Personally I find that often the more disconcerting hallucinations are the subtle ones. And it really annoys me when psychosis and schizophrenia are depicted in the media as the experience of extreme full-blown monsters. If I saw a monster, I could probably reason with myself that it isn’t real. That makes the thought of seeing monsters less frightening. What I can’t distinguish is whether, when I hear the click of a window latch when I’m in bed, that sounds like an intruder breaking in, is real or not. That click could be anything. It could be the wind, the radiators or indeed an intruder, but how do I know? It’s a slight hallucination, a subtle trick on the senses that is so small and insignificant that distinguishing it from reality is hard.
This kind of hallucination is more difficult to recognise but the media don’t want to talk subtle. They want to frighten; to incite terror and separate the psychotic from the well-minded. Making the public think we are on a different scale. But I don’t believe we are. Any brain can be pushed to a level of stress that might incite the experience of a hallucination. After all, what are dreams?
A well mind can also be played tricks on, through a heightened state of anxiety a person may feel threatened, does that make them psychotic? I don’t think so. We all have powerful minds that are still little understood. Psychology is in its infancy and we must use our experiences to understand it further. We must share stories of our realities and reduce the fear and stigma still attached to schizophrenia and psychosis.
For me, the subtle leftovers of my illness are unsettling. But it’s about managing these symptoms effectively. I simply ask my partner, ‘did you hear that’, when I hear a strange noise. And luckily, most of the time, the answer is ‘yes, it’s next door. Or the wind’. I am still frightened by my illness, but it no longer rules my life. I find laughing about it a fine tonic for reducing anxiety around the fears of slipping reality again. If I do hear something, I’ll often make a joke out of it and my friends and family, although perhaps a little shocked at my dark humour, tend to receive it well.

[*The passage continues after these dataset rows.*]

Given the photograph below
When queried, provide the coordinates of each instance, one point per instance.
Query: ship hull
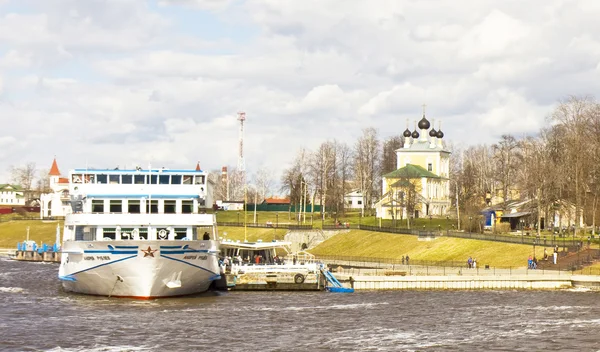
(139, 269)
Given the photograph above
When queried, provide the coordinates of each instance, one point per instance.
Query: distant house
(523, 213)
(11, 195)
(354, 200)
(515, 212)
(230, 204)
(276, 201)
(56, 203)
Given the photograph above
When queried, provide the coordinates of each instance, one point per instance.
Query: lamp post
(521, 223)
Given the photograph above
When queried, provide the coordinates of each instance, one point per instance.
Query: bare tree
(389, 161)
(24, 176)
(508, 158)
(263, 182)
(575, 114)
(366, 158)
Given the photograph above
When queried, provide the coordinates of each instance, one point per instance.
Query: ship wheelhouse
(138, 205)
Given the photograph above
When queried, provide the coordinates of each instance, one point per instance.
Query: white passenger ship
(139, 233)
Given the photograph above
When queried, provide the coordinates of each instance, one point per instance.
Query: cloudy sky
(109, 83)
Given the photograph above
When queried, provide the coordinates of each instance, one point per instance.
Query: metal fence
(266, 226)
(383, 266)
(548, 241)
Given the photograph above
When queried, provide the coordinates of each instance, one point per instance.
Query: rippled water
(36, 315)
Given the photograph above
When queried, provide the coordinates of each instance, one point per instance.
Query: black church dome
(424, 124)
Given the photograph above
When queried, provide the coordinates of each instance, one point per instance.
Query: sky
(107, 83)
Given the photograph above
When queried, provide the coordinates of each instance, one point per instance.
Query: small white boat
(259, 266)
(139, 233)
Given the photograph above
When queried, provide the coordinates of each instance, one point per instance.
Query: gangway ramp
(333, 284)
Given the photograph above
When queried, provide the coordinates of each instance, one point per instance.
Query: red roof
(54, 169)
(277, 201)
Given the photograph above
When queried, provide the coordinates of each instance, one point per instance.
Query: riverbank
(7, 252)
(469, 282)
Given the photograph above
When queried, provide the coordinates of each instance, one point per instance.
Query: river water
(36, 315)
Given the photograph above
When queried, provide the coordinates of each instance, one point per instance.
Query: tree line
(556, 165)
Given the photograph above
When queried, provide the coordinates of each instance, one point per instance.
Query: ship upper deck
(137, 183)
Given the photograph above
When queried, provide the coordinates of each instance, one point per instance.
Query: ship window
(97, 206)
(170, 207)
(163, 179)
(139, 179)
(187, 206)
(109, 233)
(152, 206)
(116, 206)
(180, 232)
(175, 179)
(89, 234)
(133, 206)
(143, 232)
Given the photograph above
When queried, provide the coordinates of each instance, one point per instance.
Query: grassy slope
(15, 231)
(353, 243)
(383, 245)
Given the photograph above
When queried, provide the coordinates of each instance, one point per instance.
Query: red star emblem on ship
(148, 252)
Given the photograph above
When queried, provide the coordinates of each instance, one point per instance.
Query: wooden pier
(35, 256)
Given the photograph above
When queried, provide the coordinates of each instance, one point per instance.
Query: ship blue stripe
(145, 196)
(186, 251)
(66, 278)
(103, 264)
(97, 251)
(137, 172)
(196, 266)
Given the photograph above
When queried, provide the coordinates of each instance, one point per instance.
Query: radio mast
(241, 162)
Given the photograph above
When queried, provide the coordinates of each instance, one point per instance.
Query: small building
(11, 195)
(230, 205)
(275, 203)
(353, 200)
(56, 203)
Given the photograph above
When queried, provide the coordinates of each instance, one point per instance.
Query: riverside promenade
(380, 276)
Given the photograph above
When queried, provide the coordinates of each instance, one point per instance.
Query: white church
(55, 204)
(423, 166)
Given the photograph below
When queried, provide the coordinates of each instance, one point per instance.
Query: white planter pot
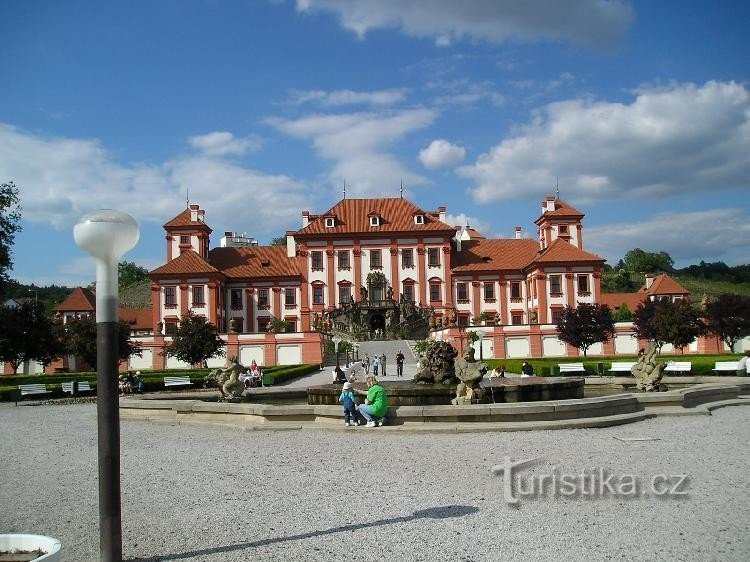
(32, 542)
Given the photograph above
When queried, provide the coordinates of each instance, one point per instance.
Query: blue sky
(640, 110)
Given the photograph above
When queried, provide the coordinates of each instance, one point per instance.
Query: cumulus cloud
(60, 179)
(222, 143)
(593, 22)
(335, 98)
(358, 145)
(686, 236)
(685, 138)
(441, 153)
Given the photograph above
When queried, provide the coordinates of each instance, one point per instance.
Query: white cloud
(59, 179)
(381, 98)
(688, 237)
(668, 141)
(593, 22)
(357, 143)
(441, 153)
(222, 143)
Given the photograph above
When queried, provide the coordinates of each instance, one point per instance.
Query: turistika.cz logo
(589, 483)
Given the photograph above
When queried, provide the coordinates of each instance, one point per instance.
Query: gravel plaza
(197, 493)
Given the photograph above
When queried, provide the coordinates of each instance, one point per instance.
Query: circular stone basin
(497, 390)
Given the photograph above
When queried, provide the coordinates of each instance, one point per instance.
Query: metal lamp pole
(107, 235)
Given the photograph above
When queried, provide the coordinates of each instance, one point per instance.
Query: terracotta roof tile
(254, 261)
(353, 216)
(561, 251)
(80, 300)
(491, 255)
(664, 285)
(187, 262)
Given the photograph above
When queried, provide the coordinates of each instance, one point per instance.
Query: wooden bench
(678, 367)
(622, 367)
(83, 386)
(721, 366)
(177, 381)
(571, 368)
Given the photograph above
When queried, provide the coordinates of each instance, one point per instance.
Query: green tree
(195, 341)
(80, 340)
(640, 261)
(585, 325)
(728, 318)
(129, 273)
(10, 215)
(665, 321)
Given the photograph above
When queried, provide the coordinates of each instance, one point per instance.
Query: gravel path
(196, 493)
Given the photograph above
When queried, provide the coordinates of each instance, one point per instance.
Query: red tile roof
(664, 285)
(80, 300)
(561, 251)
(187, 262)
(254, 261)
(491, 255)
(352, 216)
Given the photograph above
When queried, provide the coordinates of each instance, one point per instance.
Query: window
(343, 259)
(235, 299)
(489, 291)
(433, 257)
(515, 289)
(461, 292)
(170, 296)
(407, 258)
(555, 285)
(375, 262)
(198, 295)
(263, 298)
(408, 292)
(318, 294)
(290, 297)
(583, 283)
(345, 294)
(435, 292)
(317, 257)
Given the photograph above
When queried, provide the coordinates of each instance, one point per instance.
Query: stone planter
(20, 542)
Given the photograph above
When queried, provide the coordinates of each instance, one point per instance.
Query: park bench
(622, 367)
(83, 386)
(678, 367)
(177, 381)
(722, 366)
(571, 368)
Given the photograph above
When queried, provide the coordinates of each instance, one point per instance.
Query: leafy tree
(640, 261)
(80, 340)
(728, 317)
(129, 273)
(665, 321)
(10, 215)
(195, 341)
(585, 325)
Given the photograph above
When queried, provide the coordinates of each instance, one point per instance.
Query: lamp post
(107, 235)
(480, 334)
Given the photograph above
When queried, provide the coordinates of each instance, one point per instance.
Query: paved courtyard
(197, 493)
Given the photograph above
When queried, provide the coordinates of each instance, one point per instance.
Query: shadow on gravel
(443, 512)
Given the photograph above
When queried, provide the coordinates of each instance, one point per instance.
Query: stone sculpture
(470, 372)
(437, 364)
(647, 372)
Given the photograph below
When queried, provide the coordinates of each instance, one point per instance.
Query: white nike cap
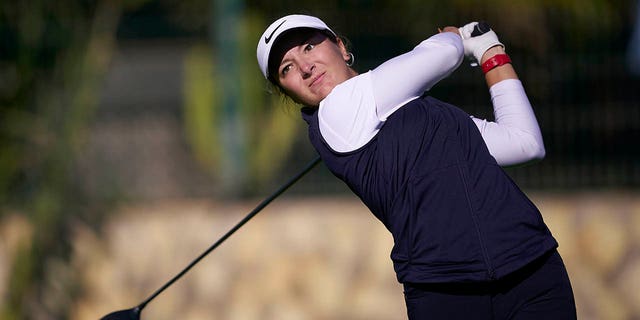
(270, 36)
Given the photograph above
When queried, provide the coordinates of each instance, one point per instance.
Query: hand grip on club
(481, 28)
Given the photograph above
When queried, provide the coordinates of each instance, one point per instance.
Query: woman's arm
(514, 138)
(409, 75)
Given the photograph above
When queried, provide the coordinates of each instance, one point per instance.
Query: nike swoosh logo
(267, 39)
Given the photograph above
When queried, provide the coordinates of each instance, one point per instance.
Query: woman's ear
(343, 49)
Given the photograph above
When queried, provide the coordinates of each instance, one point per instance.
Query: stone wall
(317, 258)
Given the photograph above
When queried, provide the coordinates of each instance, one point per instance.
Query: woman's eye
(285, 70)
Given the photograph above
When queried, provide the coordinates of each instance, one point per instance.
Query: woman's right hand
(449, 29)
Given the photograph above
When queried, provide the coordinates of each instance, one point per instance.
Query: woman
(467, 242)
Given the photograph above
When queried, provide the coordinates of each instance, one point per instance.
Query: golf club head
(128, 314)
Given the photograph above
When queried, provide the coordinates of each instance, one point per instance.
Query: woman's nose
(307, 69)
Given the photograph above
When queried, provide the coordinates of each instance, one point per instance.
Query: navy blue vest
(454, 214)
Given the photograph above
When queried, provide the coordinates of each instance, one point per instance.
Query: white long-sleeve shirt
(353, 113)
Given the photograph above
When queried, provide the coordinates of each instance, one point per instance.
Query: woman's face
(311, 66)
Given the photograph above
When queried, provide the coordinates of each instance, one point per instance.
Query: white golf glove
(476, 46)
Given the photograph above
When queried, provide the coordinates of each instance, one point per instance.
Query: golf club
(134, 313)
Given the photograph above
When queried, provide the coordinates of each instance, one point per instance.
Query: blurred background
(134, 133)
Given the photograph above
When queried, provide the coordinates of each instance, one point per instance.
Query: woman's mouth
(317, 80)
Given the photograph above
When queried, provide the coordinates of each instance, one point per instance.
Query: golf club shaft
(248, 217)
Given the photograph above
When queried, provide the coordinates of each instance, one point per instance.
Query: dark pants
(540, 290)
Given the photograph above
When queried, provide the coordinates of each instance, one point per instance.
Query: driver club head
(127, 314)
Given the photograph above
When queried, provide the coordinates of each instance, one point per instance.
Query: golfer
(468, 243)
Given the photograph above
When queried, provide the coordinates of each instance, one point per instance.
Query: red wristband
(495, 61)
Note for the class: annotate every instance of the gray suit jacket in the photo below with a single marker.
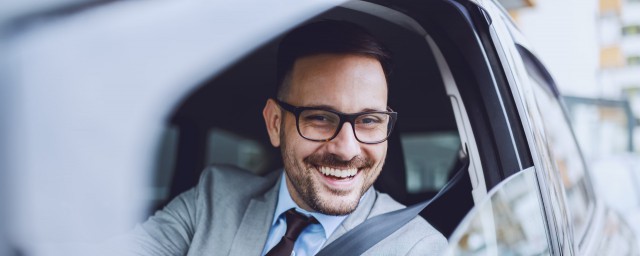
(230, 212)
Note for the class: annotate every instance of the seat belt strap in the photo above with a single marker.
(373, 230)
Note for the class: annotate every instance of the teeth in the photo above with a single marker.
(337, 172)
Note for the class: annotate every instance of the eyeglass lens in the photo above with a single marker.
(322, 125)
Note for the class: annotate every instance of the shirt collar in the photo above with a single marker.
(329, 222)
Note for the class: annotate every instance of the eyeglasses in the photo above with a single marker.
(321, 124)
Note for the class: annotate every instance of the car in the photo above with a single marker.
(114, 108)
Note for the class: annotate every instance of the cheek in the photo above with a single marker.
(377, 153)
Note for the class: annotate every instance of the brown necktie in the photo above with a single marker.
(296, 222)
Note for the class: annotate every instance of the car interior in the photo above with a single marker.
(221, 123)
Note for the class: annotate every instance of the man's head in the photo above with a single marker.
(326, 69)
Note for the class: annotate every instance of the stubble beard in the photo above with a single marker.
(335, 202)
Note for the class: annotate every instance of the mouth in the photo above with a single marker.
(338, 174)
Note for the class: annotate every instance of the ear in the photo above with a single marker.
(273, 118)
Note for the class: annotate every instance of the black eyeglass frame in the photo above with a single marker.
(351, 118)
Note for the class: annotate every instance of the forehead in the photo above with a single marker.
(343, 81)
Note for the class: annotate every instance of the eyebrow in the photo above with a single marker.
(327, 107)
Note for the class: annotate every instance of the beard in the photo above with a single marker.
(320, 198)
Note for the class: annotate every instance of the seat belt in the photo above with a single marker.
(373, 230)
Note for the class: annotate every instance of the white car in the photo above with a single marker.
(112, 108)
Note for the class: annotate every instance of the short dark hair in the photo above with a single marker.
(327, 36)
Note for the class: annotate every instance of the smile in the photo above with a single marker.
(338, 173)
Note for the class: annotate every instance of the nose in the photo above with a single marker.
(344, 145)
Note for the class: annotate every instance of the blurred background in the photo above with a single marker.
(592, 49)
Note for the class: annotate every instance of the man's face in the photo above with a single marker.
(345, 83)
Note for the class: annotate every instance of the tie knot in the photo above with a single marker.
(296, 222)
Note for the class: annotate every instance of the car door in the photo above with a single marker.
(575, 218)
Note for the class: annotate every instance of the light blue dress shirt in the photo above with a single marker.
(312, 238)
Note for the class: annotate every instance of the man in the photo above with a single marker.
(331, 121)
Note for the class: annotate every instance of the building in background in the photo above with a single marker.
(592, 49)
(619, 73)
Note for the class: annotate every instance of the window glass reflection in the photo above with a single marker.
(566, 156)
(511, 223)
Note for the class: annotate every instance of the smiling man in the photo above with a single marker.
(331, 121)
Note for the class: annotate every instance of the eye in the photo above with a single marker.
(369, 119)
(317, 118)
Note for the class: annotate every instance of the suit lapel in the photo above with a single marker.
(256, 222)
(358, 216)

Reasoning with mental health issues, in my opinion, can help the individual put defence mechanisms in place that can ease symptoms. You have to be on it. Analysing my experience has become a constant for me but lessens the further away from regular symptoms I get.
I understand that this subject is scary and reading this might make you worry that I’m dangerous, ‘off my head’ or ‘mad’. But I’d like to suggest that people with severe mental health conditions are more likely a danger to themselves, they don’t want to hurt you. If they hear voices they are probably telling them negative messages about themselves, it’s really got nothing to do you with you.
So don’t be afraid. Reach out. Ask a psychosis sufferer what it’s like to have hallucinations, to move within a distorted reality. In my experience, those that have suffered are incredibly articulate, and talking about these experiences can really alleviate the traumatic after effects of suffering such events. I suppose that’s why I’ve written this piece. It’s been a cathartic hour.